Mayor's election in Okinawa is setback for U.S. air base move

Japanese officials are pressuring the U.S. to close the Futenma Air Base on Okinawa, a base that has been a key Pacific outpost for the U.S. since World War II. The Japanese complain that the sound from the helicopters torments locals who live in the newly-developed area surrounding the base.
By Blaine Harden
Washington Post Staff Writer
Monday, January 25, 2010

TOKYO -- In a small-town election that may have a big impact on U.S. ties with Japan, voters in Nago on Okinawa chose a new mayor Sunday who opposes the relocation of a noisy U.S. military air base to his town.

Susumu Inamine, who said during his campaign that he did not want the air station constructed in Nago, defeated the incumbent, Yoshikazu Shimabukuro, who has long supported hosting the base as a way of increasing jobs and investment.

"I was campaigning in the election with a pledge not to have a new base built," Inamine told supporters Sunday night.

The United States and Japan agreed four years ago to move the U.S. Marine Corps Air Station Futenma, now located in a dense urban area in the center of Okinawa, to Nago, a town of 60,000 in the thinly populated northern part of the tropical island. It was to have been built on landfill along a pristine coast on the edge of the town.

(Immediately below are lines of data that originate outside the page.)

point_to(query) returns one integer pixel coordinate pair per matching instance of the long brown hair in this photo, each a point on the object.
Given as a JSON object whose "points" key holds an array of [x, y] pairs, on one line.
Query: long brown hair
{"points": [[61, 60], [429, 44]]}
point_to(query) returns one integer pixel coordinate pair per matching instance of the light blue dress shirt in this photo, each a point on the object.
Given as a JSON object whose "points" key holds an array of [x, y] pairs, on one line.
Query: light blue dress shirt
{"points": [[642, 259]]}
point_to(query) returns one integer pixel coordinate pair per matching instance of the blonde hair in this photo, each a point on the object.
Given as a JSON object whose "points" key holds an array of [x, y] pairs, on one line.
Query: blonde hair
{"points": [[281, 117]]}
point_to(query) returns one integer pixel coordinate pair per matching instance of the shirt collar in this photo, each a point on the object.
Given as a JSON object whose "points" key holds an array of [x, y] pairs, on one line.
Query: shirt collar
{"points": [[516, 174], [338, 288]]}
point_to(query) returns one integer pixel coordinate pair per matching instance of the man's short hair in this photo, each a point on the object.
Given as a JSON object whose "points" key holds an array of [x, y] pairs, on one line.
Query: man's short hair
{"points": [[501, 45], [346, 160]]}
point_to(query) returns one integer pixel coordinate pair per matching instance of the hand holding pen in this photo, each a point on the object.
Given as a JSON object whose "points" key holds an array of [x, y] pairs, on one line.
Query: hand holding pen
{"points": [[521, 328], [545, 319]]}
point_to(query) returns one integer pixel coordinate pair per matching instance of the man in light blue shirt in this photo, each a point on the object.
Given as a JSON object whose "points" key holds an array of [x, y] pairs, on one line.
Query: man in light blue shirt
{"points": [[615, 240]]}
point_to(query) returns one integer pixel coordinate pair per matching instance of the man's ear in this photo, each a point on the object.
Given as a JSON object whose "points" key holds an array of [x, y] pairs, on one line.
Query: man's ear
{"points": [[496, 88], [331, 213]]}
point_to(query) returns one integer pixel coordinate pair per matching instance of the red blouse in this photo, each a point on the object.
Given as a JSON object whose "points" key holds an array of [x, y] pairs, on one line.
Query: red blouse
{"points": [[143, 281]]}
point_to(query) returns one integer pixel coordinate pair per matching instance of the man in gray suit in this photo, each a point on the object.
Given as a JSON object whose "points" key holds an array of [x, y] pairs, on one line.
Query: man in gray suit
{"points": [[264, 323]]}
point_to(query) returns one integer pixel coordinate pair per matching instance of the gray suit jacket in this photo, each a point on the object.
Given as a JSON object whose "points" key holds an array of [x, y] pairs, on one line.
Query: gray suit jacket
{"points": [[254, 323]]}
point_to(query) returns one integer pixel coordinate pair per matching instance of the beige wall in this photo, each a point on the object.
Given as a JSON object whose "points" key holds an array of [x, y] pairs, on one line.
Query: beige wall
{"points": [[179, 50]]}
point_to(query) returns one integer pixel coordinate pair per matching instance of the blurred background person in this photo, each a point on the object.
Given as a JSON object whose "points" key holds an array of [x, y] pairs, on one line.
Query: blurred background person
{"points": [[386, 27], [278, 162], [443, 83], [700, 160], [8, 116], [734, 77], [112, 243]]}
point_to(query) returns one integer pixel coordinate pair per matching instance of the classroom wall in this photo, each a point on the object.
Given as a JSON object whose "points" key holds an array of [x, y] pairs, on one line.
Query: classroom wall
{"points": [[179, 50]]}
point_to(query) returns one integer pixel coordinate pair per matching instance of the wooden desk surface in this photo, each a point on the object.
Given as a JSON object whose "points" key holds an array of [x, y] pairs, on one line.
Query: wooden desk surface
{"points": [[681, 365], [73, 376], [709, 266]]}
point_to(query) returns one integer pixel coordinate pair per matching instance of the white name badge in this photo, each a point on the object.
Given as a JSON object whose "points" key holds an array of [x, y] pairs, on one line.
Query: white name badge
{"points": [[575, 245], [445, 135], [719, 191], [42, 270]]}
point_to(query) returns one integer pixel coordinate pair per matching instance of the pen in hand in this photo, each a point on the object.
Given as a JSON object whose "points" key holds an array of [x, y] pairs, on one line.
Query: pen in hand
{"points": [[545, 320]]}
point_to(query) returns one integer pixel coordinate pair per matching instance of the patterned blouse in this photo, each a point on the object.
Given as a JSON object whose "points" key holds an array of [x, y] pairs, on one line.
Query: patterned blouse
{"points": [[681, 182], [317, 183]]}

But to the exasperation of the Obama administration, that deal was put on hold last fall after the election of a new government led by Prime Minister Yukio Hatoyama, who says Japan has been too passive in its dealings with the United States. Hatoyama has suggested that the base be moved off Okinawa or out of Japan altogether -- and has also said that the outcome of the mayoral vote in Nago would be a factor in his government's final decision, which he has promised to make by May.

Inamine's anti-base campaign attracted support from environmentalists and from local members of Hatoyama's Democratic Party of Japan and its coalition partners, as well as from the Japanese Communist Party.

Nago's mayor avoided mention of the airbase in his campaign, saying its relocation was not a matter that could or should be decided by him or residents of his city.

That view is shared by U.S. Marine Corps commanders, who view the Futenma air station as a linchpin in the continuous training and on-call mobility of the Third Marine Expeditionary Force, which is based on Okinawa and is the only such U.S. force in the Far East.

"National security policy cannot be made in towns and villages," Lt. Gen. Keith J. Stalder, commander of Marine forces in the Pacific, said in an interview last week.

Relocating the Marine air station to Nago is a key part of a $26 billion deal between Japan and the United States to transfer 8,000 Marines from Okinawa to Guam and turn over valuable tracts of land to people on the island. Defense Secretary Robert M. Gates said last fall that the deal would probably collapse if the air station does not move to Nago.

Several U.S. officials said last week they believe that senior leaders in the Hatoyama government have begun to realize that there is no workable alternative to relocating the air station as previously agreed. They also said that such an important decision should be made in Tokyo and not in a local election.

Construction of the air station in Nago would require a massive landfill in a picturesque stretch of waters now used by fishermen and snorkelers. It is opposed by environmentalists who have filed a lawsuit saying it would destroy habitat of the rare dugong, a manatee-like sea mammal. A Japanese government environmental assessment has said that dugongs have not been seen in the proposed construction area for many years.

For many Okinawans, the Futenma air station has become a symbol of the noise, pollution and risk of accidents that they associate with the large U.S. military presence on the island.

Surrounded by 92,000 people in the city of Ginowan, Futenma torments its neighbors with the comings and going of combat helicopters and transport aircraft.

In 2004, a helicopter based at the airfield crashed into the administration building of a nearby college. There were no deaths, but the incident angered local residents and led to the 2006 agreement to move the air base to Nago.

The vote in Nago does not necessarily kill the relocation of the air station. The final decision is up to the governor of Okinawa, who has shown qualified support for the base relocation plan, and the central government in Tokyo.